Der Ortsvorsteher informiert zum Thema „Erweiterung des Steinbruchs Rubenheim“

Zielabweichungsverfahren
Am vergangenen Freitag, 24. September 2016, wurde mir durch Herrn Schickert von der Redaktion der Saarbrücker Zeitung in Blieskastel mitgeteilt, dass der Innenminister als Leiter der Landesplanung das Zielabweichungsverfahren zur Steinbrucherweiterung für den Betreiber positiv beschieden habe. Leider liegt mir der komplette Inhalte des wohl über 100 Seiten starken Bescheides noch nicht vor. Er wird aber im Laufe dieser Woche im Rathaus der Gemeinde Mandelbachtal öffentlich ausgelegt und ist somit für jedermann einsehbar.

Nach Abschluss des Zielabweichungsverfahrens hat der Betreiber des Steinbruchs nunmehr die Möglichkeit beim Ministerium für Umwelt und Verbraucherschutz als oberste Landesbehörde, einen entsprechenden Antrag zur Erweiterung des Steinbruchs einzureichen. Im Umweltministerium muss anschließend dann genau geprüft werden, ob eine Genehmigung erteilt werden kann oder nicht. Ich werde Sie an dieser Stelle über alle weiteren Entwicklungen auf dem Laufenden halten.
Als Ortsvorsteher von Erfweiler-Ehlingen bin ich 2014 angetreten, um eine Erweiterung des Steinbruchs zu verhindern. Ich werde mich auch weiterhin mit allen mir zur Verfügung stehenden Mitteln gegen die Erweiterung einsetzen.

Schäden an Häusern in der Rubenheimer Straße durch den Schwerlastverkehr
Vor ca. 2 Wochen wurde ich von einem Hauseigentümer in der Rubenheimer Straße darüber informiert, dass an seinem Haus Risse aufgetreten sind, die ihre Ursache Wohl in dem enormen Schwerlastverkehr haben.

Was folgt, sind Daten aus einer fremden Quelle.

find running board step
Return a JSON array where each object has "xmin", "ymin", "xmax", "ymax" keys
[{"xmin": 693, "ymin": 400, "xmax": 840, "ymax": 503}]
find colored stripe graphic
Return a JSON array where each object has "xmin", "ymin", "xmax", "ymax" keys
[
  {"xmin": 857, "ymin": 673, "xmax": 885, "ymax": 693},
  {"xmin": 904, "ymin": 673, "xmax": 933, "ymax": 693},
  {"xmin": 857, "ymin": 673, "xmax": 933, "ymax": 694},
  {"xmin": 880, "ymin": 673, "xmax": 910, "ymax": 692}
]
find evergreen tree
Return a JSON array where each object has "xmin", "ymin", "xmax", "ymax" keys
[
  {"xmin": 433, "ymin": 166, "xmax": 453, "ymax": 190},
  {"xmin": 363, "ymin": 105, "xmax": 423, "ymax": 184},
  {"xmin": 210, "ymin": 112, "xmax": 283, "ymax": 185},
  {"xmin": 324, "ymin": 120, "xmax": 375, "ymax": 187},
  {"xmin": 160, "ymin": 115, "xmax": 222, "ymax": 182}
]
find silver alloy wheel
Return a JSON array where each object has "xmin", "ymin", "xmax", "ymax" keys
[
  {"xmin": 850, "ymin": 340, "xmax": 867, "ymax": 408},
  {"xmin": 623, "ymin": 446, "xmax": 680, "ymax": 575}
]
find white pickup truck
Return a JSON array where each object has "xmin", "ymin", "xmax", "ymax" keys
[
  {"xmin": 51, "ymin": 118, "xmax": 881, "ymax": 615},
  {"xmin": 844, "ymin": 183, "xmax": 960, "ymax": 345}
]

Der Betreiber des Steinbruchs verlangte von dem Hauseigentümer ein entsprechendes Gutachten bevor er Schadenersatzleistungen anerkenne. Ein solches Gutachten kostest sehr viel Geld und dies kann sich natürlich auch nicht jeder leisten. Ich möchte Sie, liebe Anwohner der Rubenheimer Straße, bitten, mir in der letzten Zeit aufgetretene Schäden an Ihren Häusern, die eventuell mit dem Schwerlastverkehr zusammenhängen, zu melden. Wir sollten dann anschließend gemeinsam abstimmen, wie wir weiter verfahren.